Guidelines to include feedback of patients in clinical trials

 

The impact of treatment on participants and their quality of life must be assessed more comprehensively, so it is imperative to make changes in international guidelines. The safety of participating patients and integrity of data collected depends on the protocols used for describing a clinical trial: objectives, design, methodology, statistical consideration, and organization.

Current protocols do not emphasize much on patient-reported outcomes (PROs). Most researchers have recommended that feedback must be collected from patients on how clinical trial affects overall quality of life.

According to a noted medical researcher at the University of Birmingham, feedback received from patients participating in a clinical trial can hold valuable information for following purposes: pharmaceutical labeling claims, clinical guidelines, health policy, shared-decision making.

Most clinical trials currently do not include information on quality of life and symptom data. This data must be collected to provide patient-centered care and to develop specific protocol guidelines.

Recommended changes to current protocols of clinical trials were published in the Journal of American Medical Association. This information was a joint-collaboration across universities of Toronto, Sydney, and Birmingham. It is important to understand the impact clinical trials have on cancer patients.

With this information, patients can then decide which line of treatment is most suitable for them. The side-effects of cancer treatments are often long-lasting and most clinical trials do not include this line of information. A cancer patient receiving treatment may live for years but their quality of life is severely impacted with these side-effects.

Patient-related outcomes (PROs) are classified as primary or secondary in clinical trial protocols; these outcomes need to be included in the current checklist guidelines of clinical trial protocol.

The PRO specific issues are as follows: trial rationale, eligibility criteria, objective, intervention, assessment time-points, proxy completion, and strategies for minimizing missing data.

The guidance prescribed in PROs is not prescriptive, but it provides a pathway for implementing a careful planning of PRO components of trials. Thus, PRO trial design improves, and the rationale for assessing PRO is improved. Thus, high quality analysis is ensured and reported, thereby improving the evidence base of PRO on a global scale.

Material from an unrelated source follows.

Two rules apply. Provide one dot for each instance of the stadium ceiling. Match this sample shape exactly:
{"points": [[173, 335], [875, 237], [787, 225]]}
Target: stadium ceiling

Clinicians can use PROs effectively to make right decisions, thereby improving the line of recovery and treatment. This is a more effective strategy for comprehensively reporting personal experiences of patients with serious illness.

More guidelines must be consistently presented to help both patients and clinicians and to improve the outcome of prognosis. By improving the reporting of PRO data, the outcomes of patients with chronic diseases can be improved tremendously.